Rifampicin resistance in M. tuberculosis results from mutations in the rpoB gene. Rifampicin binds to the beta subunit of RNA polymerase. Which statement correctly explains how the specific rpoB mutation at codon 531 (Ser531Leu) confers resistance without impairing mycobacterial fitness?

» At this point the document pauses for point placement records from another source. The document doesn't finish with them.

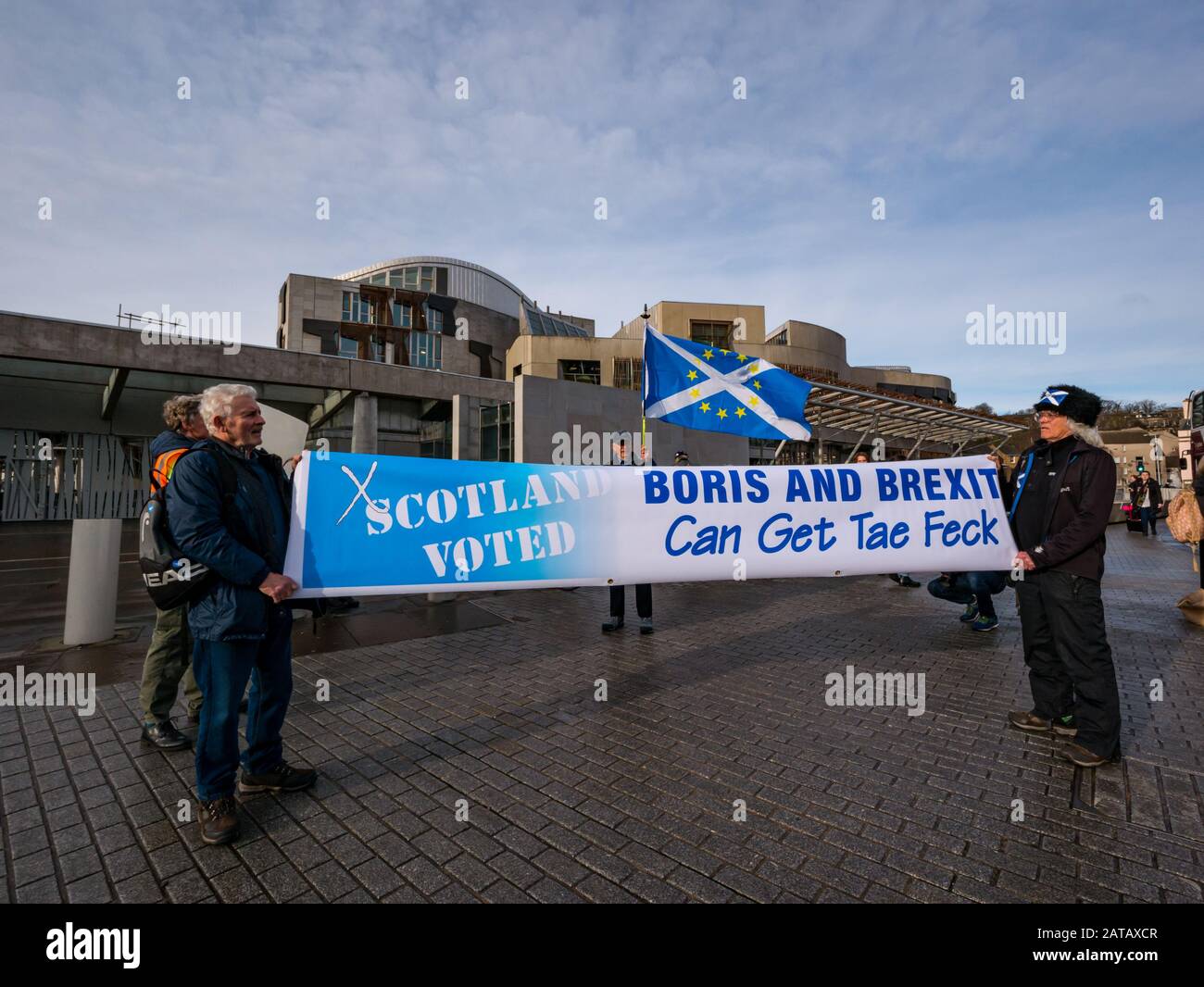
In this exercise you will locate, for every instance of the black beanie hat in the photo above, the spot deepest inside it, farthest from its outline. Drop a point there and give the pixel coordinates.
(1072, 402)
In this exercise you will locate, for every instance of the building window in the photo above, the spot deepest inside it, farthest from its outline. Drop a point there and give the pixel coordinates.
(629, 373)
(761, 452)
(433, 318)
(497, 433)
(425, 349)
(382, 352)
(434, 440)
(711, 333)
(401, 314)
(357, 309)
(582, 371)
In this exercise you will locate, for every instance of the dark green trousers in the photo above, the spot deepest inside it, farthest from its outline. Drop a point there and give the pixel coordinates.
(169, 660)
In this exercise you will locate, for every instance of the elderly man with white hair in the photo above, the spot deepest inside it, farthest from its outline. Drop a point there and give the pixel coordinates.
(230, 512)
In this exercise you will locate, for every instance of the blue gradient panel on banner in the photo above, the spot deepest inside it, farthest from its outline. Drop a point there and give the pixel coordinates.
(369, 524)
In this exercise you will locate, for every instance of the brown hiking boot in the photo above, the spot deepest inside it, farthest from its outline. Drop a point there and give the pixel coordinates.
(1082, 756)
(1030, 722)
(219, 819)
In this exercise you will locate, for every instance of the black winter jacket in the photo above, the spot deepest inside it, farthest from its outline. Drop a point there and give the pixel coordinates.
(1075, 513)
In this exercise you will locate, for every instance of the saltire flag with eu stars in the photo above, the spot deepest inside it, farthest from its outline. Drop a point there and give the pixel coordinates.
(721, 390)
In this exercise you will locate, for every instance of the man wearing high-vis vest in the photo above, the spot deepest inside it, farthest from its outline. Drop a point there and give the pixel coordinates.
(169, 658)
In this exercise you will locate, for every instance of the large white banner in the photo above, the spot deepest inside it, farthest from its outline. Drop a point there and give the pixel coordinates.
(365, 524)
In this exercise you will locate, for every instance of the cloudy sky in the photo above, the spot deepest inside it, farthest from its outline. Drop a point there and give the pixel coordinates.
(1040, 204)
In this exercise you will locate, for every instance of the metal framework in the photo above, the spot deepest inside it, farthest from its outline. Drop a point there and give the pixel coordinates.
(846, 409)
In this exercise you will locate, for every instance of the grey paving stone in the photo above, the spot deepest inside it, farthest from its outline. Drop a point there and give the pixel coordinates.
(93, 890)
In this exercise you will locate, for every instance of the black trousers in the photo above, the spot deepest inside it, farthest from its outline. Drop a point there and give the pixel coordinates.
(643, 600)
(1070, 662)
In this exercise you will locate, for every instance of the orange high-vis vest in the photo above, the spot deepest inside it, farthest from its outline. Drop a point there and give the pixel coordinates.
(163, 466)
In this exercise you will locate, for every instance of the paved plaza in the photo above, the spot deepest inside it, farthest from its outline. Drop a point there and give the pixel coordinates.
(570, 798)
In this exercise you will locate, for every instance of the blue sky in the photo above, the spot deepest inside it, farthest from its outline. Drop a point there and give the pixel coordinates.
(1035, 205)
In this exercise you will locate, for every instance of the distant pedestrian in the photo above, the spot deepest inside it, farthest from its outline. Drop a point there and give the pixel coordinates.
(974, 591)
(645, 590)
(1198, 489)
(1060, 504)
(169, 657)
(1145, 494)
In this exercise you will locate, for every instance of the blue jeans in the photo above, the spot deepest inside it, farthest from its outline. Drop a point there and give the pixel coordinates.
(966, 586)
(221, 672)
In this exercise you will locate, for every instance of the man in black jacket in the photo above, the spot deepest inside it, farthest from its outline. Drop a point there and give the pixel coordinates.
(1062, 494)
(643, 590)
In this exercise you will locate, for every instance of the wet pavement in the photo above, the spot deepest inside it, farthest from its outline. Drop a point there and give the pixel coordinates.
(472, 758)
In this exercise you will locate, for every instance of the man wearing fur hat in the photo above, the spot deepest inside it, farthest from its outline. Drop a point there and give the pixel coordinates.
(1062, 494)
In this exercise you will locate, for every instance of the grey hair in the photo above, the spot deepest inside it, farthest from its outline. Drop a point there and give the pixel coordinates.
(218, 401)
(1088, 434)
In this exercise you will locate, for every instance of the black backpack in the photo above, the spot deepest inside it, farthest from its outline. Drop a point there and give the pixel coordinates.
(169, 577)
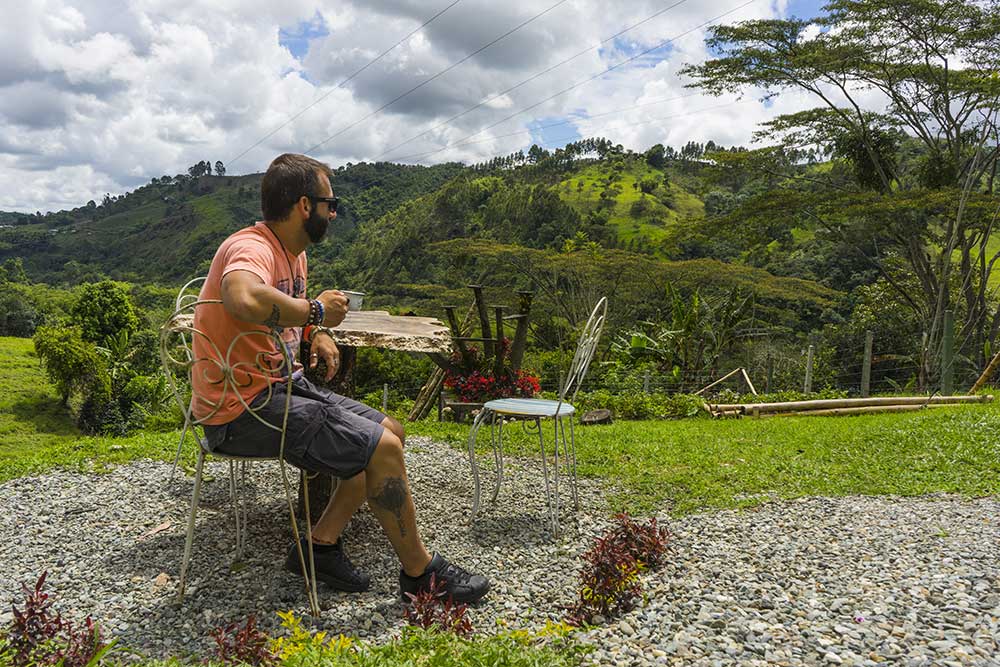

  • A The Ser531Leu mutation disrupts a disulfide bridge in the rifampicin binding pocket, causing the drug to exit rapidly while gene transcription is unaffected
  • B The Ser531Leu mutation changes the drug-binding pocket shape so rifampicin can no longer make stable hydrogen bond contacts, reducing binding affinity by 1000-fold while the mutant RNA polymerase retains near-normal transcriptional activity
  • C Ser531Leu mutation phosphorylates rifampicin, inactivating it before it can bind the RNA polymerase active site
  • D The mutation causes overexpression of rifampin-metabolizing esterases that cleave the ansa chain before the drug reaches its target
Correct answer: B. The Ser531Leu mutation changes the drug-binding pocket shape so rifampicin can no longer make stable hydrogen bond contacts, reducing binding affinity by 1000-fold while the mutant RNA polymerase retains near-normal transcriptional activity

Explanation

Rifampicin binds to a pocket in the beta subunit of bacterial RNA polymerase (encoded by rpoB), blocking the initiation-to-elongation transition by sterically blocking the RNA exit channel. The Ser531 residue makes critical hydrogen bond contacts with the rifampicin hydroxyl groups. The Ser531Leu substitution replaces the polar serine (capable of H-bonding) with hydrophobic leucine, eliminating critical hydrogen bond contacts with rifampicin and drastically reducing drug-binding affinity. Crucially, the S531L mutant RNA polymerase retains near-normal transcriptional activity because the residue is not directly in the active catalytic site but in the drug-binding pocket adjacent to it. This mutation accounts for approximately 45% of rifampicin resistance worldwide and is used as a surrogate marker for MDR-TB in molecular tests (GeneXpert).

Reference: KD Tripathi, Essentials of Medical Pharmacology, 8th ed.